= Odd Kirkeby =

Norwegian politician

Odd Kirkeby (3 April 1925 - 26 December 2009) was a Norwegian politician for the Conservative Party.

He was born in Vang Municipality in Hedmark county, as a son of a shop owner. Following a mercantile education Odd Kirkeby was himself a shop owner his entire career. He entered politics after the Second World War and chaired the Young Conservatives in Hamar from 1946 to 1949, and for all of Hedmark county from 1950-52 and 1954-56. He quickly advanced to chairman of the Conservative Party in Hamar from 1950-52 and 1958-60, and also chair for the Hedmark county party from 1967 to 1971.
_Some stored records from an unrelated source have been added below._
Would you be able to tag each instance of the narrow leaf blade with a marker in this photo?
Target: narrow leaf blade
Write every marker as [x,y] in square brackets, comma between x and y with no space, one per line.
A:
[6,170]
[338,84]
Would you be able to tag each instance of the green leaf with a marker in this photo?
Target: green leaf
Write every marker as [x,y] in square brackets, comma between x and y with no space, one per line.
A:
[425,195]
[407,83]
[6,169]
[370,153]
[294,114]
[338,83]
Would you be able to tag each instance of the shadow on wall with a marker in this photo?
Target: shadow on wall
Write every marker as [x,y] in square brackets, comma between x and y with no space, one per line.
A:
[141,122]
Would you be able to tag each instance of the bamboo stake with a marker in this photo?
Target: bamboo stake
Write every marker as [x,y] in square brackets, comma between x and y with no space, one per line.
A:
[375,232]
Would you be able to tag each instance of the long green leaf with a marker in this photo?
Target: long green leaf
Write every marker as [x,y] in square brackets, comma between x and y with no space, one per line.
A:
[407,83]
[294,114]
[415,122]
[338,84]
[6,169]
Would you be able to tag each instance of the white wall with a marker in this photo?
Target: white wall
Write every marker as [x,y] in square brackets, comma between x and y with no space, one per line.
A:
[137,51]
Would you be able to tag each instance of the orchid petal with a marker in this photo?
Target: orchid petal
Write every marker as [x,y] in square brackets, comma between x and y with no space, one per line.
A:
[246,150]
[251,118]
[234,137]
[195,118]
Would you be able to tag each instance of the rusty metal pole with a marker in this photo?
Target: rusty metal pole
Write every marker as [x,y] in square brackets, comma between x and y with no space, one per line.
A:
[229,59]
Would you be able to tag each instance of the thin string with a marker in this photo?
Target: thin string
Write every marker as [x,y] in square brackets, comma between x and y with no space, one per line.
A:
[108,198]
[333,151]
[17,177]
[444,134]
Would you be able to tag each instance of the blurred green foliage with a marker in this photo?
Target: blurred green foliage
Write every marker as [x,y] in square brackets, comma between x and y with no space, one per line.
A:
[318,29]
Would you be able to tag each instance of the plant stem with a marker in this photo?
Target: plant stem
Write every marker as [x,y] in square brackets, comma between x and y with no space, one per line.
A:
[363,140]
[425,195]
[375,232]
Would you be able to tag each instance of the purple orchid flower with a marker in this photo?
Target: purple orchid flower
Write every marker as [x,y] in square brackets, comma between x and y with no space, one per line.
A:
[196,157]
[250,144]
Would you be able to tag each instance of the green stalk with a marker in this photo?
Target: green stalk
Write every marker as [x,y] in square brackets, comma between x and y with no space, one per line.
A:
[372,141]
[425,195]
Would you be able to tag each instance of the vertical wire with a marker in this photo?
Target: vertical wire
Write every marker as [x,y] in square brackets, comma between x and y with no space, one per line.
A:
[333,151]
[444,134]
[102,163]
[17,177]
Kirkeby was an elected member of the executive committee of the municipal council for Hamar Municipality from 1955 to 1975 and also elected to the Hedmark county council from 1963 to 1991. He then embarked on three more terms in Hamar municipal council from 1991 to 2003. He served as a deputy representative to the Parliament of Norway from Hedmark during the terms 1961-1965, 1969-1973, and 1973-1977. In total he met during 152 days of parliamentary session.

Outside of politics, he was a board member of local energy companies from 1972 to 1999, with certain hiatuses. He died in 2009, aged 86.